Summary: | 碩士 === 國立中山大學 === 海洋地質及化學研究所 === 87 === As a result of preliminary study on the distribution of salinity, temperature and d18O in the East China Sea (ECS) water between China Coastal Current and Kuroshio in four seasons (December, 1997, and March, July, November, 1998), the water in the ECS may be considered as a mixture which results from a two end-member mixing between the saline (S>34) and isotopically heavier (d18O> 0.3 per mil) Kuroshio Surface Water and the fresher (S<33) and lighter (d18O< 0 per mil) Changjiang Dilute Water (CDW).
The ECS water becomes isotopically more heavier as seaward, so that the ECS could be regarded as an extended estuary of the Changjiang. The CDW appeared as two plumes: one extending eastward into the ECS north of 31oN off the mouth of Changjiang, and the other hugging the coast south of 30 N. The intruding Kuroshio Surface Water formed a wedge between these two plumes.
The values of d18O in the surface waters in ECS were strongly and linearly correlated with salinity in each season, both of d18O and salinity are generally conservative tracers of seawater. However, there were small inter-seasonal variations in these linear relationships mostly as a result of the changes in the composition of CDW while the composition of Kuroshio Surface Water remained essentially the same. In the T-S and the d18O-S diagrams at a deep station in the Okinawa Trough, similar features could be found so that d18O may be used as a tracer for distinguishing the Kuroshio Surface Water from the upwelling Kuroshio Subsurface Water in the ECS.
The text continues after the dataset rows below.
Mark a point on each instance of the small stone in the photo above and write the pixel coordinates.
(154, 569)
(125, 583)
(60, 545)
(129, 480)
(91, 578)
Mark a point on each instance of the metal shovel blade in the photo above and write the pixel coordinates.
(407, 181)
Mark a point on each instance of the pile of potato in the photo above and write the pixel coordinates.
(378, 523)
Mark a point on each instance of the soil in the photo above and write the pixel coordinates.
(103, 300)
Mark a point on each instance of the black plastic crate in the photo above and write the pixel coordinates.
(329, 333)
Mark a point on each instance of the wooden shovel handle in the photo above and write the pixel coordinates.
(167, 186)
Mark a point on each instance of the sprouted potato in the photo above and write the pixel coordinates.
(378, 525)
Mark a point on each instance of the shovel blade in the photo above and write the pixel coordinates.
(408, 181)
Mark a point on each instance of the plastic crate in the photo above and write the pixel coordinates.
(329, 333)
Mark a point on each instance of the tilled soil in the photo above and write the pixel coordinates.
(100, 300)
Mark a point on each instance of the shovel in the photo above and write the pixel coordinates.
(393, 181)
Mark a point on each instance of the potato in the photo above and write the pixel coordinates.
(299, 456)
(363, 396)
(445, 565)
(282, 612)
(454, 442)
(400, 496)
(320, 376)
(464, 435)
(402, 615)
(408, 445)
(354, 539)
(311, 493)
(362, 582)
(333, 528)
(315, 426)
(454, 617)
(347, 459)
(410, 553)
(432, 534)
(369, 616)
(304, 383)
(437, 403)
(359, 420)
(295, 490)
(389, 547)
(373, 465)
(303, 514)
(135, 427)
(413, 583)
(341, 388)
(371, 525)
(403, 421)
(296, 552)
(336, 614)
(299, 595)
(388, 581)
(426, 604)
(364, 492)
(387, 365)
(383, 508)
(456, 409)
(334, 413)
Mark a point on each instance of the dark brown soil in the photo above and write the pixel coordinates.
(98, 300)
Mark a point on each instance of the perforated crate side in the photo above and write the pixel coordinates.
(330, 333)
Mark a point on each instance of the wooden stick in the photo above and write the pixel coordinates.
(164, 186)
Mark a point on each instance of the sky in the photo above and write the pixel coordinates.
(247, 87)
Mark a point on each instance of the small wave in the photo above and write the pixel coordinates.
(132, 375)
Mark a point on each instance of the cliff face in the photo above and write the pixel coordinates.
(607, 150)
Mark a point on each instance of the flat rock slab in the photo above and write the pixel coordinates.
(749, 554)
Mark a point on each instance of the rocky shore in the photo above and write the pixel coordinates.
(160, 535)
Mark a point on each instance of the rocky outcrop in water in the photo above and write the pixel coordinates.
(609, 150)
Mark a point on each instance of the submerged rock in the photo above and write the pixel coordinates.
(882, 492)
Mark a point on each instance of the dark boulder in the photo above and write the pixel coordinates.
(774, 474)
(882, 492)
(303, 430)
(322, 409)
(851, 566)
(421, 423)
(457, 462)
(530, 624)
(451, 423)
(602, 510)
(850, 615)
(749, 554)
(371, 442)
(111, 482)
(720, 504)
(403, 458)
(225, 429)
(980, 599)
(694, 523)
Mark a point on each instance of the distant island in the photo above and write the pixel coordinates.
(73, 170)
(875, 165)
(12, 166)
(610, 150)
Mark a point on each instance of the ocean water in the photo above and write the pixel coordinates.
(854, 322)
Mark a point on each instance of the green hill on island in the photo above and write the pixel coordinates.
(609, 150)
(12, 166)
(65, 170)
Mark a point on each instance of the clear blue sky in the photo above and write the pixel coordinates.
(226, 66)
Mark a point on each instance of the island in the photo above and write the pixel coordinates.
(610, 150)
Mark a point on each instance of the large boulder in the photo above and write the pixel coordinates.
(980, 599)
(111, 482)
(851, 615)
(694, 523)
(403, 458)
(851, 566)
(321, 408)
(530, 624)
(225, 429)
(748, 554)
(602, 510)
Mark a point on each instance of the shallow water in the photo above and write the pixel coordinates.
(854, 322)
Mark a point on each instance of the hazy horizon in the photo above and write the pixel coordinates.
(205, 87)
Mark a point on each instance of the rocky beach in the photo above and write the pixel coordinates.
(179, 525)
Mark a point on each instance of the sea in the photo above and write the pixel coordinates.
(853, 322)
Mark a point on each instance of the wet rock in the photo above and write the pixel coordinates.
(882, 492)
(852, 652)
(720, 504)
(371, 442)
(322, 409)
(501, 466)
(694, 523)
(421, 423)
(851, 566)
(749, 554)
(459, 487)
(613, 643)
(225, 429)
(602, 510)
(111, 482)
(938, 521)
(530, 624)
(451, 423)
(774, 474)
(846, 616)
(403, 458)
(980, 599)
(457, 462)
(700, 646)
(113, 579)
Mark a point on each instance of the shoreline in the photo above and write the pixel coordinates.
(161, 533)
The box model calculation indicates that about 1.5x10^4 km^3/y of the Kuroshio Surface Water and a similar volume of the upwelling Kuroshio Subsurface Water were imported into the ECS when 3.1x10^4 km^3/y of the ECS Water was exported to the Kuroshio and the Japan Sea. Of the exported water, about 40 % enters the Japan Sea while the remaining 60 % comes back to the Kuroshio. The year-round upwelling center at the shelf edge northeast of Taiwan supplys for 40 % of the upwelling water. Thus, there may be other upwelling along the shelf edge of the ECS. During exchange between the Kuroshio and the ECS, there was a net water loss of 1.2x10^4 km^3/y from the Kuroshio.